What About Synchronous Designs?
You may say that with synchronous designs there are no queues. Well not such obvious ones. If you have a thread pool then it will have a lock, or semaphore, wait queues to assign threads. If you are crazy enough to allocate a new thread on every request, then once you are over the huge cost of thread creation, your thread is in the run queue for a processor to execute. Also, these queues involve context switches and condition variables which greatly increase the costs. You just cannot run away from queues, they are everywhere! Best to embrace them and design for the quality-of-service your system needs to deliver to its customers. If we must have queues, then design for them, and maybe choose some nice lock-free ones with great performance.

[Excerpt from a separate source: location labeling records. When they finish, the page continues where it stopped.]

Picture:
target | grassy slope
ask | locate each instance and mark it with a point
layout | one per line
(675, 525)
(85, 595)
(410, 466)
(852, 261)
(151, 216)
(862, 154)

When we need to support synchronous protocols like REST then use back pressure, signalled by our full incoming queue at the gateway, to send a meaningful “server busy” message such as the HTTP 503 status code. The customer can then interpret this as time for a coffee and cake at the café down the road.
Subtleties To Watch Out For…
You need to consider the whole end-to-end service. What if a client is very slow at consuming data from your system? It could tie up a thread in the gateway taking it out of action. Now you have less threads working the queue so the response time will be increasing. Queues and threads need to be monitored, and appropriate action needs to be taken when thresholds are crossed. For example, when a queue is 70% full, maybe an alert should be raised so an investigation can take place? Also, transaction times need to be sampled to ensure they are in the expected range.
If we do not consider how our systems will behave when under heavy load then they will most likely seriously degrade at best, and at worst crash. When they crash this way, we get to find out if there are any really evil data corruption bugs lurking in those dark places. Applying back pressure is one effective technique for coping with sustained high-load, such that maximum throughput can be delivered without degrading system performance for the already accepted requests and transactions.